Seamusmuldrew
Active Member
1) We don’t exactly have the largest and most disposable military personnel, and this would open up a huge can of worms for municipalities wanting the feds to deploy troops to… transit centres?The challenge is 1) training new officers (police/peace) takes a lot of time and money 2) it’s city money vs federal 3) we use a lot of security who have little sense of intimidation or physical training to stop criminals. Your average male college athlete could probably beat up most of our transit police…without being on meth or using knives…
We have to stop pretending all issues are simply poverty. This is about crime. Drug use in areas that should be safe for kids, the elderly, etc is a crime. Full stop. If you aren’t cool with a teacher or sports coach for your kids doing tranq, why are you justifying any tolerance of it on transit.
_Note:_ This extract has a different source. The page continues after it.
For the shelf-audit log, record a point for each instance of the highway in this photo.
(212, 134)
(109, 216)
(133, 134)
Kids use that space and need to be protected. This isn’t a bar, adult area, or even a sports venue where we tolerate a bit more “intoxication” as a society and that no one is forced to go to.
This is key infrastructure that many people depend on and deserve to be safe and protected on.
Our current approach isn’t working.
This is a national crisis in every city.
We can’t afford to pay for turnstiles and police to the level we likely need.
So the federal government should deploy its resources (military) to protect its citizens.
All sorts of cities do this globally, usually due to tourism being higher/terrorism risk, or due to simply higher military presence in their society. Our time to make changes.
2) Well it should be considering it’s an issue in municipally owned and run facilities. I think they should ask for some help from the feds, but it is not their job to step in.
3) The security on transit is not peace officers or police, they are contracted and their job is purely to dissuade bad behaviour and to have eyes on the platform.
“We have to stop pretending all issues are simply poverty. This is about crime.” Woof. I don’t know how to respond to this comment. I can’t really process the ignorance and simplicity applied here.
Deploying the military on our own citizens is just as useless an idea as everything else that doesn’t address the actual societal problems that have caused the high drug use in ETS facilities. For fare evasion? I think fare gates are worth the cost. But for homeless people? Getting the feds to spend a bunch on troops to kick homeless people out of transit facilities (which is actually not their job, fun fact!) and pulling military resources away from our already underfunded military will not make the problem magically disappear.
I would bet that running red lights is far more common than violence towards bystanders on transit, and therefore poses a more significant risk to lives. So how about we get a tank at every major intersection with their gun pointed at random drivers they think *might* run a red. That’s a reasonable use of resources, right??